FRANCISCA LINCONAO. UN HIP HOP QUE SEA MÁS PUEBLO

La historia del pueblo Mapuche y su enfrentamiento con el Estado chileno se podría resumir diciendo que es la versión actual de la conquista y exterminio de los pueblos ancestrales que inició en 1492 con Colón. En su territorio, la Araucanía (Chile), donde antes impidieron a los españoles conquistarlo, hoy son minoría étnica.

Se les ha catalogado como terroristas y muchos de ellos, están presos en cárceles chilenas. El delito de que se les acusa es el de incendios forestales, situación que se deriva de la recuperación de los territorios usurpados al pueblo mapuche y que hoy son utilizados por grandes compañías madereras.

Francisca Linconao. Tomado de: Diario UChile

Hace ya casi un año, la machi Francisca Linconao, autoridad ancestral del pueblo mapuche fue capturada y acusada de incendio con resultado de muerte de carácter terrorista. Quienes murieron, una pareja suizo-chilena, eran vecinos de la machi.

Francisca Linconao es una mujer de cerca de 60 años de edad, lideresa mapuche, y que recibe el nombre de machi, por su labor con la medicina dentro de la comunidad. En el 2008 encabezó una fuerte puja judicial frente a una importante empresa maderera –Sociedad Palermo Limitada– por tala ilegal de árboles.

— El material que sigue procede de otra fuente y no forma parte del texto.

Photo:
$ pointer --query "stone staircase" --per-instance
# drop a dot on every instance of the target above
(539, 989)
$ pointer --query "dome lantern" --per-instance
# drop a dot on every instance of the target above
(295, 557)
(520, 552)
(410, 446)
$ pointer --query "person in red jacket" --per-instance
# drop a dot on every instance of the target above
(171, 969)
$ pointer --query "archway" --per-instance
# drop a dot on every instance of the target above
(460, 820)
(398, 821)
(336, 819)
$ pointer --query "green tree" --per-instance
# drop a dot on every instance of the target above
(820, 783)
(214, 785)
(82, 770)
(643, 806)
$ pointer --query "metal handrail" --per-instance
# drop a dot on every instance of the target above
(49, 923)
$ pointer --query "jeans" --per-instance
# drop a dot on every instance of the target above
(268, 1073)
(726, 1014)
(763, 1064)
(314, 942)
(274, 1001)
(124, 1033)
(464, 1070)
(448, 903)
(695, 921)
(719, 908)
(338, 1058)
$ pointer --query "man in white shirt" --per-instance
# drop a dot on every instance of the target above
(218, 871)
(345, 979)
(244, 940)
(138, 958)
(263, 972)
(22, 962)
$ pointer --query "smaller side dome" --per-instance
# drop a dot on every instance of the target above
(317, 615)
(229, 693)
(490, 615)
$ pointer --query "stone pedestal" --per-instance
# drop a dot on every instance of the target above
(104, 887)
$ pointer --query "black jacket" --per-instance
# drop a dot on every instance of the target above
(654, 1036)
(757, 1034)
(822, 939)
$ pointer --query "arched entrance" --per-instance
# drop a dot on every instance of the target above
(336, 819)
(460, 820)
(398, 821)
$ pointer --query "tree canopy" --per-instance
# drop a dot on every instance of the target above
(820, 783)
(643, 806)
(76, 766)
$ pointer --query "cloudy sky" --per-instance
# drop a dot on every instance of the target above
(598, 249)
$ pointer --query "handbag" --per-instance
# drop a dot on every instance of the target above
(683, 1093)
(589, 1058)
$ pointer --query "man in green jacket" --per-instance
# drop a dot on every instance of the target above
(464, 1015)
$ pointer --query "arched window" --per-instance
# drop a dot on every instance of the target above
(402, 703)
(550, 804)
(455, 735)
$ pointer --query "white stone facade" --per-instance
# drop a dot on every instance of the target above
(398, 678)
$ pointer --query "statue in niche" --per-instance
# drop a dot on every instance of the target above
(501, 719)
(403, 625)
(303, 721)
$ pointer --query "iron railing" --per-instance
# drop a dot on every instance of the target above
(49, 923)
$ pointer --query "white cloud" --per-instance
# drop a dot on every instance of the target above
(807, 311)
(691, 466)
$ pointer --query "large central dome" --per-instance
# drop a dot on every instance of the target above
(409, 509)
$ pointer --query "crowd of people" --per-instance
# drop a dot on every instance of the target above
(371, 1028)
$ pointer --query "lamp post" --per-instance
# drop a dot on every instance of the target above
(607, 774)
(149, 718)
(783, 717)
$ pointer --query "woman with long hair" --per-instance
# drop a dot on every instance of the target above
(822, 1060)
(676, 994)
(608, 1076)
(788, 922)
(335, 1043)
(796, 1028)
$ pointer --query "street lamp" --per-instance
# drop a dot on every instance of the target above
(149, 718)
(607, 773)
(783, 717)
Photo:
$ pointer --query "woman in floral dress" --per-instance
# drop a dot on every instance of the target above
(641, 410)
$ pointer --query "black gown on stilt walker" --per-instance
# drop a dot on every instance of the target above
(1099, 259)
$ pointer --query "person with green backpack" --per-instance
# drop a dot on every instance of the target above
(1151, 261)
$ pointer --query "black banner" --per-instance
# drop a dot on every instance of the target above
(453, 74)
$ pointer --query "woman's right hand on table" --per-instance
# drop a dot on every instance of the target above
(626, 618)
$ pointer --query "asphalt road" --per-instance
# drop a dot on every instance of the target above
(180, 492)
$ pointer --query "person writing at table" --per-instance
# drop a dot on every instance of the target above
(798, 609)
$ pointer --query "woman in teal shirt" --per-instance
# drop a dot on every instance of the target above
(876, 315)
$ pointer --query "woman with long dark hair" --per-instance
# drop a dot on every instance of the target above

Ya había sido encarcelada anteriormente por la muerte de la pareja. En aquella ocasión fue acusada de porte ilegal de armas y munición. Posteriormente fue liberada al ser absuelta por los tribunales chilenos. Situación por la que demandó al Estado de dicho país, también ganó.

Su captura no es más que un ejemplo de la caza de brujas que se ha emprendido contra el pueblo mapuche. Ante esto, diferentes expresiones de solidaridad se han dado en la escena hip hop chilena.

Figuras conocidas lanzaron mensajes de solidaridad. Chyste MC, le tiró un par de rimas en el video promocional del God Level de éste año.

A pesar de que la solidaridad en general de los hiphoppers fue en su mayoría virtual, es un indicio del inicio de un proceso de solidaridad, de pasar a la acción la trillada frase Hip Hop es revolución.

Freestylers como Tom Crowley y Sador, raperos como Portavoz, Inkognito, Pedro Mo, entre otros, enviaron un mensaje de solidaridad a la machi.

En Colombia, casos como el de Francisca Linconao son recurrentes e incluso peores. Después de la firma del acuerdo entre el gobierno colombiano y la insurgencia de las FARC-EP, han sido asesinados 17 líderes sociales en diferentes lugares del territorio. Hombres y mujeres miembros de organizaciones campesinas que denuncian el narcotráfico, la minería depredadora, la financiación de grupos paramilitares por parte de empresas privadas, hombres y mujeres, que han sido los referentes de lucha  de grandes grupos sociales históricamente excluidos, son negros, campesinos e indígenas.

Los hiphoppers colombianos han guardado silencio. La expresión cultural que más influencia y simpatizantes tiene en las urbes del país, en jóvenes de estratos populares pero también de clases medias y altas no ha logrado encausar su potencial hacia su finalidad primera, ser el canal de comunicación de los sectores más perjudicados por el modelo de vida del capital.

Erley Monroy, asesinado el 18 de noviembre de 2016 en las cercanías de San Vicente del Caguán (Caquetá). Fiscal de la Asociación Campesina Ambiental Losada Guayabero (ASCAL-G)

Es necesario borrar del imaginario de los hiphoppers de Colombia, la equívoca noción que ha permeado su accionar político: que por el solo hecho de utilizar gorras tienen a su disposición por derecho, proyectos, presupuestos, y otras prebendas. Esta situación encadenante hace que el Hip Hop termine creando una dependencia servil frente a los distintos gobiernos locales.

La tarea que nos queda es construir un movimiento social del Hip Hop que logre aglutinar grandes sectores, que pueda presentarle a Colombia una visión de país. Que su lucha sea por garantizar educación, salud, trabajo, y los derechos fundamentales a los millones que viven en condiciones de pobreza. No más un Hip Hop que exige privilegios para un grupo, y mucho más hip hop combativo, rebelde que una sus fuerzas a los campesinos, a las mujeres, a los ambientalistas, a las poblaciones LGBTI, a los pueblos ancestrales, a los negros, en general a los desposeídos. Necesitamos un Hip Hop que sea más pueblo.

Julián Roncancio Zambrano

Politólogo. Candidato a Especialista en Políticas Públicas para la Igualdad de América Latina.